また、アメリカが今目指している統合抑止という考えの中では、これはアメリカ軍の中の一体化というだけじゃなくて、同盟国の軍事力も活用するということを含んでいると思います。
しばらく前に、防衛予算の中で、衛星コンステレーションの話が出てきました。これはアメリカが考えている、弾道ミサイルを探知、発射、飛翔、着弾まで全部この数百個の衛星で宇宙空間から監視をするというものなんですね。これ、日本も参加を検討している項目でありまして、ここに参加をするというのは、これ低い軌道の衛星なので、大体五年ぐらいしか寿命がもたないんですね。数百個の衛星をアメリカだけで打ち上げるというのはこれ財政的に困難だということもあり、つまり、アメリカ製のミサイル防衛システムを導入している日本は、現在アメリカから早期警戒衛星の情報を常にもらっているわけで、じゃ、日本もそこの衛星コンステレーションに参加をして、そして協力をしろというような話が当然出てくるのは当たり前のことですよね。

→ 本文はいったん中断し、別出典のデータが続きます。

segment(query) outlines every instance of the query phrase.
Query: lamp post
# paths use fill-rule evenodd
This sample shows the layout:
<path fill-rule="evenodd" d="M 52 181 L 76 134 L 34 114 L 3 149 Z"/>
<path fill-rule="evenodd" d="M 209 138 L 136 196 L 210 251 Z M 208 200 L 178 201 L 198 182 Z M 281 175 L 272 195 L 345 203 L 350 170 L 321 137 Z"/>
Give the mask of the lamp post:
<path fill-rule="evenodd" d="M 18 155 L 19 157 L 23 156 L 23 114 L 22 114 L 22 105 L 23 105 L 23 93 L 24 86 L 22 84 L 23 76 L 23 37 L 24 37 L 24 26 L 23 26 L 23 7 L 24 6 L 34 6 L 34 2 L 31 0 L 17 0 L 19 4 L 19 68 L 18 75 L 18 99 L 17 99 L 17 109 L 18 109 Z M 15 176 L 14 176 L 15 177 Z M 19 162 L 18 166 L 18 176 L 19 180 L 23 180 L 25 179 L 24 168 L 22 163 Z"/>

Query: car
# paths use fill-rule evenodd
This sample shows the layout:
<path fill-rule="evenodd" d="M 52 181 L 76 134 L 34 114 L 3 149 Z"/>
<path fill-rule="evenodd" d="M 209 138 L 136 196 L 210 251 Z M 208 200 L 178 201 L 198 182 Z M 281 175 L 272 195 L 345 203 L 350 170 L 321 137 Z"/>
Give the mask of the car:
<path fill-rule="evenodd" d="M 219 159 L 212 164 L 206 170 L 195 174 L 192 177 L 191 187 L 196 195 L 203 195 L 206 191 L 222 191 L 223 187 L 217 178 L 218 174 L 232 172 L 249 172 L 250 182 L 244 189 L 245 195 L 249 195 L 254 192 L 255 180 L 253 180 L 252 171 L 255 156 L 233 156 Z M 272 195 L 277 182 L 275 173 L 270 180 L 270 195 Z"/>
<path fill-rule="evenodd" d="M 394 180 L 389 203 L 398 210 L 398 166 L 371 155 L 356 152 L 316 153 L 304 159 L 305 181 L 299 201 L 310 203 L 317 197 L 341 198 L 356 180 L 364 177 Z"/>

ですから、日米豪といった枠組み、そこにインドも入ればクアッドになりますけれど、こういった形でアメリカが考えているこういったIAMD構想に入っていくためには日本の協力が欠かせない。その上で長射程のミサイルを持てばアメリカ軍の能力と平仄が合ってくると。だから、非常に第二米軍としての使い勝手のいい組織に自衛隊が変わるんだなということがだんだん見えてきたかというふうに思います。